Roman Catholic church in Bulacan, Philippines

The Diocesan Shrine and Parish of Saint Augustine, commonly known as Baliwag Church, is a Roman Catholic church located in Plaza Naning at the poblacion (town center) of Baliwag, in Bulacan province, Philippines. The church is a parish church of the Diocese of Malolos, which is a suffragan of the Archdiocese of Manila.

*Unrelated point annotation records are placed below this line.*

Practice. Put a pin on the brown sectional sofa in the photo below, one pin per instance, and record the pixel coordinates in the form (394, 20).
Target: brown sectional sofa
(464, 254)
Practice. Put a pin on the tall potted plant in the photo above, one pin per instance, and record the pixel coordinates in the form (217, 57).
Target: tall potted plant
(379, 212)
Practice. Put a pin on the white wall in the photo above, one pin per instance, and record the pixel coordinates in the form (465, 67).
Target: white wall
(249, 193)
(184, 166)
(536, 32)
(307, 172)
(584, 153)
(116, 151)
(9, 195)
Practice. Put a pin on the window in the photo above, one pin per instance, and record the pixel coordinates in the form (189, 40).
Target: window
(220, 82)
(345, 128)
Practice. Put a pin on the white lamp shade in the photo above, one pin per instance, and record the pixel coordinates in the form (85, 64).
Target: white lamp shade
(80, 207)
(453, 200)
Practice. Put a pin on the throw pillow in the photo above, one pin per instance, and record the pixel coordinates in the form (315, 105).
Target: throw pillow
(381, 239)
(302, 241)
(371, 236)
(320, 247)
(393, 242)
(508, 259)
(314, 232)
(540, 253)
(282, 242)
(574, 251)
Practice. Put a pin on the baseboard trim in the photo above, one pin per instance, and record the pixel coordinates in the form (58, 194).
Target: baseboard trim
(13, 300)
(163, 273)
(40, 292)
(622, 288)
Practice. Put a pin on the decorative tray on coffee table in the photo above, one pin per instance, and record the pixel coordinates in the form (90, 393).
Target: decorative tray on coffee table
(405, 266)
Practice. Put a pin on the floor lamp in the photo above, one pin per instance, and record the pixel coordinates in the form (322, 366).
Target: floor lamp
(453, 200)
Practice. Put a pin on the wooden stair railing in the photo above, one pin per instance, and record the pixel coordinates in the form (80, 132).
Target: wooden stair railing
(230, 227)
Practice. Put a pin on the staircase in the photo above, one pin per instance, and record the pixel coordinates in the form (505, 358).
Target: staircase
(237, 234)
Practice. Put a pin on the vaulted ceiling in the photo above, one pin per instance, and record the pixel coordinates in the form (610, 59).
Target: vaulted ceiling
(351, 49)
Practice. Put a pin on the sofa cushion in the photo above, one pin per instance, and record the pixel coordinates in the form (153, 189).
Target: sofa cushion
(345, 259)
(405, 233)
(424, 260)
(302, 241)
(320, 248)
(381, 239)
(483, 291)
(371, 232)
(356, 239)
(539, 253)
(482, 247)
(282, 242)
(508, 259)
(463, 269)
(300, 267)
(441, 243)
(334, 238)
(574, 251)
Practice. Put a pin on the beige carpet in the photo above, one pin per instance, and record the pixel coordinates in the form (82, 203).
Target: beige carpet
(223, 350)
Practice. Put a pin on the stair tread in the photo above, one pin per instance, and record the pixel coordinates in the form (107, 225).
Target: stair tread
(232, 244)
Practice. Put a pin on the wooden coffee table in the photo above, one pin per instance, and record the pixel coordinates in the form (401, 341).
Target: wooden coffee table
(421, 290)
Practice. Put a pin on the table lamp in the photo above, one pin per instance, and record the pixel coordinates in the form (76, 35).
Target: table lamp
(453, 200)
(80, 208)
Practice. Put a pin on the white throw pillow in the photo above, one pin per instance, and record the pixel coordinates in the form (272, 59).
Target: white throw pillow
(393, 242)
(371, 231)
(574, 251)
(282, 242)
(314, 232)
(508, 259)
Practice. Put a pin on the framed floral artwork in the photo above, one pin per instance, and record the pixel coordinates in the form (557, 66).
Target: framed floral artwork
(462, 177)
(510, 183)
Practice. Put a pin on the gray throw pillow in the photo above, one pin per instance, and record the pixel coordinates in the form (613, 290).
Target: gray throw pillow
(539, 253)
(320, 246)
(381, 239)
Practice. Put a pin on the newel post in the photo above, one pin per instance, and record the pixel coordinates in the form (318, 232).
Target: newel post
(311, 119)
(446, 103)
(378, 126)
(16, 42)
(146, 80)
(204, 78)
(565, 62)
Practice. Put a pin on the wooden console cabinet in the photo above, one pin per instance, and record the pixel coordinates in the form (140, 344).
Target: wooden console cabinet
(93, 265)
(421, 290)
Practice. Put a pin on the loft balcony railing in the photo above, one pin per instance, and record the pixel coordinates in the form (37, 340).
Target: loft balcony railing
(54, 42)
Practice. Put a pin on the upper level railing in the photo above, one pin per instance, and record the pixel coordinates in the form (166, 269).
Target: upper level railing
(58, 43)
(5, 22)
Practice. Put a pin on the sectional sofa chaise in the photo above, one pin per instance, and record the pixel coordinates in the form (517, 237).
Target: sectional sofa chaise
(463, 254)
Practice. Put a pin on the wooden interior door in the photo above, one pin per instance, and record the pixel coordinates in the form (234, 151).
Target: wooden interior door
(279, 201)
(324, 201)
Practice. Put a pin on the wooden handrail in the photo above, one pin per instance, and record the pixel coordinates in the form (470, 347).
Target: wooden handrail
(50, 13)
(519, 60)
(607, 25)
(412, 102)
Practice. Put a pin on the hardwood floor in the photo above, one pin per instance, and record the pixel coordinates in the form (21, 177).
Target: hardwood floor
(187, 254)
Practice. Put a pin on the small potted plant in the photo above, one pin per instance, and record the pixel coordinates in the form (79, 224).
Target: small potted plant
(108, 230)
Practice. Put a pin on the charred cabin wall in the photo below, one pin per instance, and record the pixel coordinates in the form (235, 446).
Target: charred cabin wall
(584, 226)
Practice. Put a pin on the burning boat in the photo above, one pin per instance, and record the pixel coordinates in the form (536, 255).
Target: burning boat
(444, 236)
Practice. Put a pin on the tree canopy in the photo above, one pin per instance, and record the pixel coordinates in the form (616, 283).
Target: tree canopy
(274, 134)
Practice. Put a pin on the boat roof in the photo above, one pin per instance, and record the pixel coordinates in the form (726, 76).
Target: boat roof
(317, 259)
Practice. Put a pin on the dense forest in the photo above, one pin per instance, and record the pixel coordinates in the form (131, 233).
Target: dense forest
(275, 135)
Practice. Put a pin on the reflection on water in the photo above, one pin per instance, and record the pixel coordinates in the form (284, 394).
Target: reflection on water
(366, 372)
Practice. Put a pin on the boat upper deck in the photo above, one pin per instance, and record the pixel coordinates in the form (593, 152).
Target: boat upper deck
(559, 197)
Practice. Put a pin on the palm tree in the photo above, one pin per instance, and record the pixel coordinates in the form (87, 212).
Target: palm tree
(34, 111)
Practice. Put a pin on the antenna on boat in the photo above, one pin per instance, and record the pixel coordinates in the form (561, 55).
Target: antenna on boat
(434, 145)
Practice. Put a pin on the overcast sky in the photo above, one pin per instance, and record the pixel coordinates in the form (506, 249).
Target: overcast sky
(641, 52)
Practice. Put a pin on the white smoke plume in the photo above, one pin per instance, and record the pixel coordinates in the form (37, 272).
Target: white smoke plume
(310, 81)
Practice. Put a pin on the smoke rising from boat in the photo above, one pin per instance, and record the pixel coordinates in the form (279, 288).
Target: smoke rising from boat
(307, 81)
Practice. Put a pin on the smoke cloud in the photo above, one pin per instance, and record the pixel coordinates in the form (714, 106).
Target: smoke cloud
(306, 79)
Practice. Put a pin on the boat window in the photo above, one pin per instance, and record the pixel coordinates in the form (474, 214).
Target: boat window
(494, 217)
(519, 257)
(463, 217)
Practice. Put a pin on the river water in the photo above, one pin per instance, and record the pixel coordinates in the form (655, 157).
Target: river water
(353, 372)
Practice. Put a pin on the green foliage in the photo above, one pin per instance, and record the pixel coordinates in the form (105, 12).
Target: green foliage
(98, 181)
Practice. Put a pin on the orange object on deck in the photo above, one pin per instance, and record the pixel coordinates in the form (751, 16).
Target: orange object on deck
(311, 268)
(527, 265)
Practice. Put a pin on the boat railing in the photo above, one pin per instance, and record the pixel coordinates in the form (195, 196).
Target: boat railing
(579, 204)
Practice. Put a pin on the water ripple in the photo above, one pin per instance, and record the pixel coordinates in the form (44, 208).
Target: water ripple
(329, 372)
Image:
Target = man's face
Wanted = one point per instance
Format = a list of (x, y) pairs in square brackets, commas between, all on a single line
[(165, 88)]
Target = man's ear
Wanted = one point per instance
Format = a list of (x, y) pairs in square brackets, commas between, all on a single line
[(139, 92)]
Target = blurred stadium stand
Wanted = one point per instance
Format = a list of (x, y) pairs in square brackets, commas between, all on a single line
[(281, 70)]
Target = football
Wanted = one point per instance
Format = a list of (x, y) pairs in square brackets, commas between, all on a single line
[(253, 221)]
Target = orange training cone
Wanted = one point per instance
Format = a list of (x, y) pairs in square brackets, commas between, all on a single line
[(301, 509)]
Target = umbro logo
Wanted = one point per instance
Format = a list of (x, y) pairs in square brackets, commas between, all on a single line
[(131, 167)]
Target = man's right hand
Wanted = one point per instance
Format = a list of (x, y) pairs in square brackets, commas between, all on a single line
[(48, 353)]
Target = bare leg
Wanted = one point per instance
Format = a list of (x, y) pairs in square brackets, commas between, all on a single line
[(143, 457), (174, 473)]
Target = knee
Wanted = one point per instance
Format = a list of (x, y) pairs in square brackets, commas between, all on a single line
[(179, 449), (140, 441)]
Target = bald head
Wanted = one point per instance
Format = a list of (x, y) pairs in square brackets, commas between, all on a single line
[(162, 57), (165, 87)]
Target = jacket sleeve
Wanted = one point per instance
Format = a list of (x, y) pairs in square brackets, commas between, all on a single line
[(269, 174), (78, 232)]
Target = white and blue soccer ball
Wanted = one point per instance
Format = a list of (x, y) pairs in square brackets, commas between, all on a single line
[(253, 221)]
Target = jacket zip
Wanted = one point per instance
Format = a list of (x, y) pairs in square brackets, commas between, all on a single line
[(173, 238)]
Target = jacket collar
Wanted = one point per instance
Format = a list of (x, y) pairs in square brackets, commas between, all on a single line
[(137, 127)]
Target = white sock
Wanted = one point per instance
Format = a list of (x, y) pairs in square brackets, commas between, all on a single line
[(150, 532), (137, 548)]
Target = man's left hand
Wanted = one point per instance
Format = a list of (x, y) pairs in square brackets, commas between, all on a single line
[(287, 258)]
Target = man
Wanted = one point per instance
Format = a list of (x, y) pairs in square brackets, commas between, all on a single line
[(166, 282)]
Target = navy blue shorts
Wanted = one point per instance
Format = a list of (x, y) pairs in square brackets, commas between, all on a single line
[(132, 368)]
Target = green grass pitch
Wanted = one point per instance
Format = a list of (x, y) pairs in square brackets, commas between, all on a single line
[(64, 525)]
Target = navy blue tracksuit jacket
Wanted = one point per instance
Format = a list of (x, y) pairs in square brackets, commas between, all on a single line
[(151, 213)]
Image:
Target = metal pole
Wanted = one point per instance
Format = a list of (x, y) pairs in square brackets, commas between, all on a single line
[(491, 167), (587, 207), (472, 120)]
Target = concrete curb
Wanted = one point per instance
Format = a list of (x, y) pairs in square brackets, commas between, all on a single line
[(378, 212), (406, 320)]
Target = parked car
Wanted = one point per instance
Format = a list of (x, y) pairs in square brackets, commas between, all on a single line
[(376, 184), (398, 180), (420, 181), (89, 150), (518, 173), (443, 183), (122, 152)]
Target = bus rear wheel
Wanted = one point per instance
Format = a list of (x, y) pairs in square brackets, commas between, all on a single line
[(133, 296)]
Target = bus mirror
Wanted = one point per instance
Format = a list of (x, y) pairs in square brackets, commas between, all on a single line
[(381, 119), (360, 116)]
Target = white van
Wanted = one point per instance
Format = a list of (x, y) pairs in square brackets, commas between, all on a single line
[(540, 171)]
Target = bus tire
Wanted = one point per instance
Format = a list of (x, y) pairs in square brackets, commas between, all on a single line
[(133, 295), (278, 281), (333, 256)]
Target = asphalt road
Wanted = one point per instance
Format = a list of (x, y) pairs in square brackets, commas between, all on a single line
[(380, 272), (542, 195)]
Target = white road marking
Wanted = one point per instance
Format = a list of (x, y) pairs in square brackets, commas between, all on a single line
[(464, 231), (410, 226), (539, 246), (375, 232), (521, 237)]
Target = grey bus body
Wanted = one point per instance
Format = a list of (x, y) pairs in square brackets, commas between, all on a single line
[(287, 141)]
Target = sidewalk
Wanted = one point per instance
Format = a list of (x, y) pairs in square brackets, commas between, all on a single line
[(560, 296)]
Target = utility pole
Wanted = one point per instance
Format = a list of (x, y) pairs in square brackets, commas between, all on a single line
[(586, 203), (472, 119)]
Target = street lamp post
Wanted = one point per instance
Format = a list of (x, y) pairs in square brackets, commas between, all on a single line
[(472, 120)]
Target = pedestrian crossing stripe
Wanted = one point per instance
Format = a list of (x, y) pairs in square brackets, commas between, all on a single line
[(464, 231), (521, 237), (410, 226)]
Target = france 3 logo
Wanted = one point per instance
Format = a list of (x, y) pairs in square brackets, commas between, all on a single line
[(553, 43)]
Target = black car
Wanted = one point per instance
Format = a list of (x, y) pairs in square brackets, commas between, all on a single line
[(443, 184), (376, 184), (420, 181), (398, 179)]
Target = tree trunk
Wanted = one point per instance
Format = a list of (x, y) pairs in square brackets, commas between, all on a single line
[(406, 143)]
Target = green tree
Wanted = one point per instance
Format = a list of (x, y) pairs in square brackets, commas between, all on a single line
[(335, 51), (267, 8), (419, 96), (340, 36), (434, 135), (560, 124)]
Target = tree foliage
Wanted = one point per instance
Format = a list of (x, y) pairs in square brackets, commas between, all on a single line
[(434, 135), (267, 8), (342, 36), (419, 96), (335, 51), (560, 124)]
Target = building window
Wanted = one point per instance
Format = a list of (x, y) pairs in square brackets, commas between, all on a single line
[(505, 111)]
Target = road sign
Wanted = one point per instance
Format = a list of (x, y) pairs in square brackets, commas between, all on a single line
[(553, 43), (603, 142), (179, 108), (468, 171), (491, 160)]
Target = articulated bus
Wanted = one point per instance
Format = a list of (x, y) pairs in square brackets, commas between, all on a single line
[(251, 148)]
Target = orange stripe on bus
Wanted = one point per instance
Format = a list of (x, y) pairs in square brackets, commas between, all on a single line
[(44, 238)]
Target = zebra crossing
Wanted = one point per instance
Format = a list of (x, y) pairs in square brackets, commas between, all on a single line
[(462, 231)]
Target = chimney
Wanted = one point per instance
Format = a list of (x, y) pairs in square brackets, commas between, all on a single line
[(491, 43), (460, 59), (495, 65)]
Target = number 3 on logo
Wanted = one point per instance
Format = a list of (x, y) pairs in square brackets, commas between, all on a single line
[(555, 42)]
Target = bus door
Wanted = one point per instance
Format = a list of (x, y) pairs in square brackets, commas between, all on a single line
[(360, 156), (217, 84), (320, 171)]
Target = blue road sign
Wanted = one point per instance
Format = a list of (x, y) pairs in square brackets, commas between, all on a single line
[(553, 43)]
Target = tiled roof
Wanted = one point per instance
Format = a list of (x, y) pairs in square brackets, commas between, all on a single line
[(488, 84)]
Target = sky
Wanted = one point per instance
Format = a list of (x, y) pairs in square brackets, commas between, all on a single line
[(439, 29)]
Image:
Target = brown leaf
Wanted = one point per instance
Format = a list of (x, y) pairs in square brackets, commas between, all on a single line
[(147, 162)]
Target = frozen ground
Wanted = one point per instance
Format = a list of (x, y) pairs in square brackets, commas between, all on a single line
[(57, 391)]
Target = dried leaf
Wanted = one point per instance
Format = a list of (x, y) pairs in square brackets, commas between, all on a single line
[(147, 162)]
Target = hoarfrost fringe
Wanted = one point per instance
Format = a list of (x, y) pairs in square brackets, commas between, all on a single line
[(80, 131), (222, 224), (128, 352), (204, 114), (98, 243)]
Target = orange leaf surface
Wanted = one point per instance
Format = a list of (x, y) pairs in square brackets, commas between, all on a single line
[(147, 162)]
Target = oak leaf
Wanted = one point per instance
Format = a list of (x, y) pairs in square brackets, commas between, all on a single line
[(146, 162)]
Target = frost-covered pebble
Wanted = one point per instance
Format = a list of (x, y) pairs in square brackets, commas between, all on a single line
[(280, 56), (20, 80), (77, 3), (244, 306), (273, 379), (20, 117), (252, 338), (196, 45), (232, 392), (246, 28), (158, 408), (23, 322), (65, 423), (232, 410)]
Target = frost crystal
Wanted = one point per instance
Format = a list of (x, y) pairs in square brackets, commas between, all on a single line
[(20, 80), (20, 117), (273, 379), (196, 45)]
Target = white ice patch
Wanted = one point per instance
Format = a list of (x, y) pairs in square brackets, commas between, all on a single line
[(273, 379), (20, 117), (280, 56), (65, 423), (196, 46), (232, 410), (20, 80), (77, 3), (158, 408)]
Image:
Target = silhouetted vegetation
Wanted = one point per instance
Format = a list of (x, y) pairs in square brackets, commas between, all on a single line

The parish was established by the Augustinians in 1733 under the patronage of Augustine of Hippo. The town's feast or commonly known as Pistang Bayan is celebrated every second Sunday of May while the Patron's Feast (Pistang Patron) is celebrated every August 28. During the church's Great Jubilee celebration in the year 2000, the Diocese of Malolos designated the Baliwag Church as one of the 11 pilgrimage churches in the province of Bulacan. in 2015, the Diocese of Malolos designated again the Baliwag Church as one of the Jubilee of Mercy churches in the province of Bulacan for the Extraordinary Jubilee Year of Mercy by Pope Francis which ends on November 20, 2016. In 2021, this church was also designated by the Bishop of Malolos to be one of the Jubilee Churches for the celebration of the 500 Years of Christianity in the Philippines.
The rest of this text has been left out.